Deshalb ist bezüglich der Mobilität die unabhängig vom kalendarischen Alter im angelsächsischen Sprachraum benutzte Kategorisierung hilfreicher:

  • Go go, also die beweglichen, gesunden Senioren,
  • slow go, die bedächtigeren und langsameren Menschen,
  • no go, die älteren Menschen, die nicht mehr eigenständig mobil sein können und dennoch an den Erlebnissen der Außenwelt teilhaben wollen.

Wenn Sie der „Go go“-Gruppe angehören, körperlich fit sind und in Ihrer Wahrnehmungsfähigkeit keine Einbußen zu früheren Jahren bemerken, dann müssen Sie sich auch nicht in ihrer Mobilität selbst einschränken, indem Sie zum Beispiel auf das Fahrradfahren verzichten. Denken Sie aber daran, dass es nie zu früh ist, sich auf das Alter vorzubereiten. Auf die Interessen, Möglichkeiten und Grenzen der „slow go“- und „no go“-Gruppe muss sich unsere Gesellschaft allerdings noch stärker einstellen, als Verkehrsteilnehmer, als Planer sowie im Service- und Pflegebereich.

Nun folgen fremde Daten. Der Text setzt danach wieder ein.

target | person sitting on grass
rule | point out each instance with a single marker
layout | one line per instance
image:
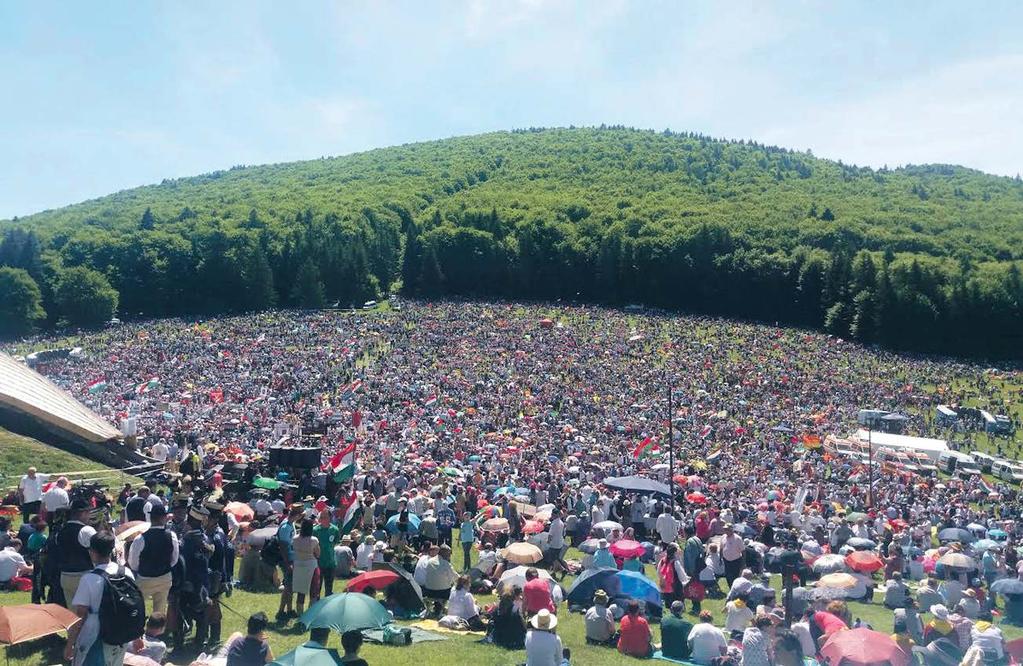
(351, 641)
(599, 622)
(635, 633)
(461, 604)
(252, 649)
(675, 632)
(150, 644)
(543, 648)
(707, 642)
(506, 627)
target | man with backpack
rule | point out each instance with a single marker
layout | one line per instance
(112, 607)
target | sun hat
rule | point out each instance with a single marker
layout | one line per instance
(544, 620)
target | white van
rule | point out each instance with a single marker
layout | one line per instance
(1007, 471)
(958, 462)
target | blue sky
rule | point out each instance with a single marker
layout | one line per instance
(107, 95)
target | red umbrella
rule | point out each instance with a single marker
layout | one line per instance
(627, 548)
(864, 562)
(377, 579)
(863, 648)
(532, 527)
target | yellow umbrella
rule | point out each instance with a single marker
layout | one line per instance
(522, 553)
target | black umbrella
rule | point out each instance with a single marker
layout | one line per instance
(407, 591)
(638, 484)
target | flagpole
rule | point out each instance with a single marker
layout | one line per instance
(671, 450)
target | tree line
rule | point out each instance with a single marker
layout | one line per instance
(923, 257)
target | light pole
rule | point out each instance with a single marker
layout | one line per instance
(671, 449)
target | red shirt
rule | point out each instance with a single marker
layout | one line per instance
(635, 636)
(536, 594)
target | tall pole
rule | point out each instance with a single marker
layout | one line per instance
(870, 467)
(671, 450)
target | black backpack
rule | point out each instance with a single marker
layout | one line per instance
(122, 610)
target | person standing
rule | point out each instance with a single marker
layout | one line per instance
(30, 491)
(327, 535)
(72, 548)
(152, 556)
(466, 536)
(732, 551)
(84, 642)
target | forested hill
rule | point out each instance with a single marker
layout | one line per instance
(926, 257)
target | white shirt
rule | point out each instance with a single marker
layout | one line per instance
(542, 649)
(89, 594)
(10, 562)
(461, 604)
(32, 489)
(706, 642)
(135, 551)
(55, 498)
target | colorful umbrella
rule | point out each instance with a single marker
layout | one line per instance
(865, 562)
(377, 579)
(627, 548)
(522, 553)
(31, 621)
(863, 648)
(347, 612)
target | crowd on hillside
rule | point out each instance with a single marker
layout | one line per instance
(483, 436)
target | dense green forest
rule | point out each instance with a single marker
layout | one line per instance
(925, 258)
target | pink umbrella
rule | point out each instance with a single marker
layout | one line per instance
(627, 548)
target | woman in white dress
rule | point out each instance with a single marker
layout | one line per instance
(306, 559)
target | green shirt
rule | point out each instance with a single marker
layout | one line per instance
(674, 636)
(328, 537)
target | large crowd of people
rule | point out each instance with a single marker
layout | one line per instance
(482, 436)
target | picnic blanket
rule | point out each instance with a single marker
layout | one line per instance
(418, 635)
(431, 625)
(658, 655)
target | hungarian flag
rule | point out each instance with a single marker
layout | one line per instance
(645, 447)
(342, 465)
(349, 511)
(146, 386)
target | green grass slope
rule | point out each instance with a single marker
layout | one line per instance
(925, 257)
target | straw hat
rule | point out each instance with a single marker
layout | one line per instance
(544, 620)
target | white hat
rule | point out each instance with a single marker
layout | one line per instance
(544, 620)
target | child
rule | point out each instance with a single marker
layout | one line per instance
(150, 644)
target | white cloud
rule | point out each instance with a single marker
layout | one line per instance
(966, 114)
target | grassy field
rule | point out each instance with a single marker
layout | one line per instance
(457, 650)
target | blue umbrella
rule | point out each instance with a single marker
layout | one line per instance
(635, 585)
(413, 524)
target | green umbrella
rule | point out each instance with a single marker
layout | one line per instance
(268, 484)
(303, 656)
(346, 612)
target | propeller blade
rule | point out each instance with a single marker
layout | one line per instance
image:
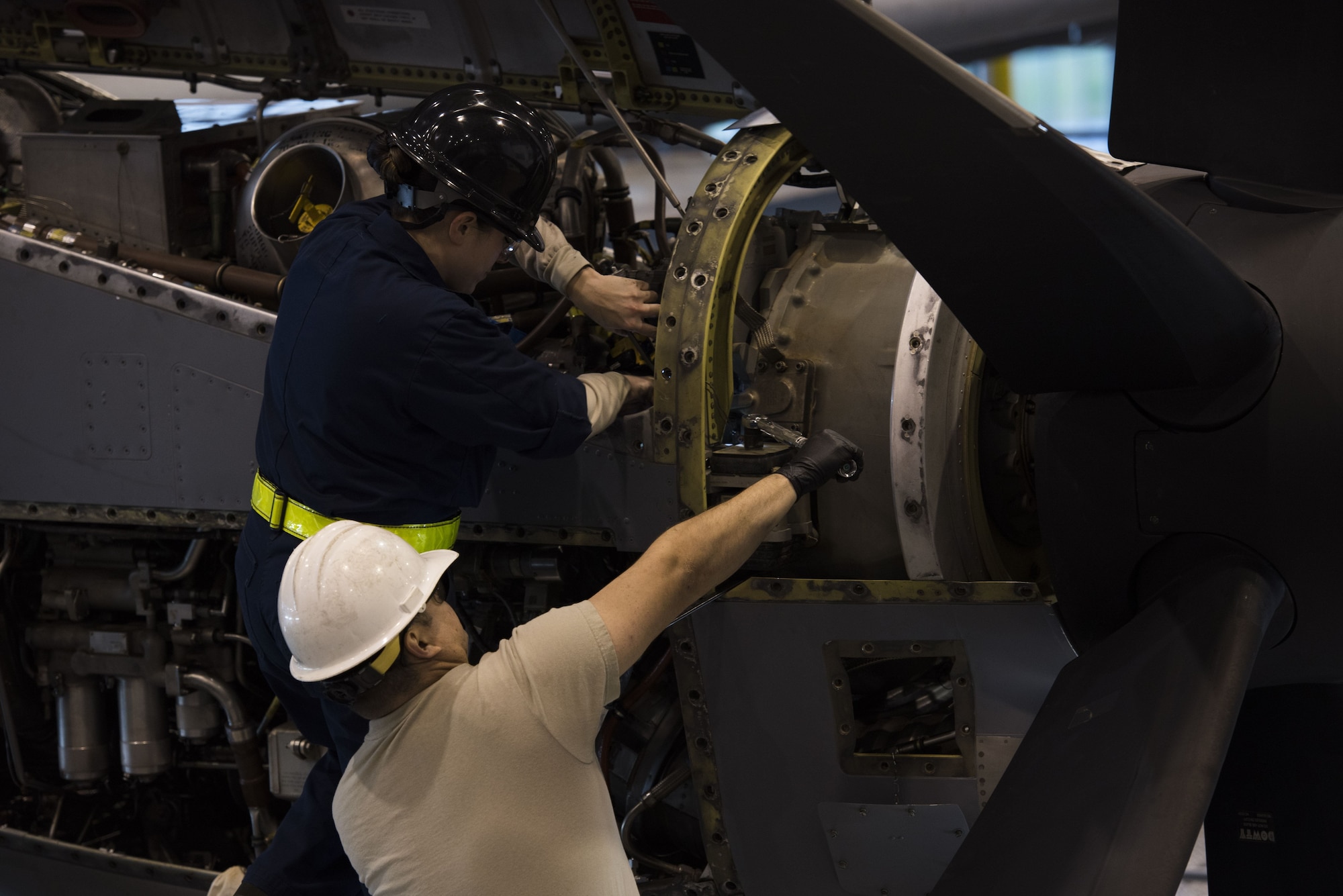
(1067, 275)
(1110, 785)
(1272, 827)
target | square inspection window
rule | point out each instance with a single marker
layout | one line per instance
(902, 707)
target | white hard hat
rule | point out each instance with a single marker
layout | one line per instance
(347, 592)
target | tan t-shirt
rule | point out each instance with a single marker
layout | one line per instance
(487, 783)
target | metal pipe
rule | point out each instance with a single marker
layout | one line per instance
(547, 323)
(214, 275)
(81, 736)
(659, 792)
(190, 561)
(620, 207)
(143, 728)
(919, 744)
(242, 740)
(660, 209)
(577, 55)
(569, 195)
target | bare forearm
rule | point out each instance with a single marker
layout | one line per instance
(704, 550)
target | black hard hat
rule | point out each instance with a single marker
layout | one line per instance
(488, 146)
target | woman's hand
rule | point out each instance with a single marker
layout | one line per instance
(617, 303)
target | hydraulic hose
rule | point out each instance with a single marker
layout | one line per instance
(242, 740)
(190, 561)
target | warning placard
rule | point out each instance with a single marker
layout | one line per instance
(386, 16)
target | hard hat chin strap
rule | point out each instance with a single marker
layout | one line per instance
(366, 677)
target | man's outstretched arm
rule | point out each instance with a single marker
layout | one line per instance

Der demografische Wandel [7]

ist in aller Munde. Während man in Deutschland vom „Problem der Überalterung“ unserer Gesellschaft spricht, wird z.B. in Japan die „neuartige Gesellschaft des langen Lebens“ als eine Herausforderung begriffen.

Die Veränderungen in der Altersstruktur der Bevölkerung schreiten recht schnell voran und sind unausweichlich. Im Jahre 1900 lag die durchschnittliche Lebenserwartung bei ca. 47, heute liegt sie etwa bei 80 Lebensjahren. „Während 2005 das Durchschnittsalter 41 Jahre war, wird es im Jahr 2030 auf 51 Jahre ansteigen.“ [8] In Deutschland wird der Anteil der älteren Menschen ab 65 Jahre von unter 20% der Gesamtbevölkerung im Jahr 2010 auf etwa 25% im Jahr 2030 und auf rund ein Drittel im Jahr 2050 steigen. Noch ausgeprägter ist die Entwicklung des Anteiles der über 75-Jährigen von heute 8,5 % auf 10,7 % im Jahr 2010 und 11,9 % im Jahr 2030 und damit wird Deutschland einen der höchsten Altenanteile der Staaten der Welt aufweisen.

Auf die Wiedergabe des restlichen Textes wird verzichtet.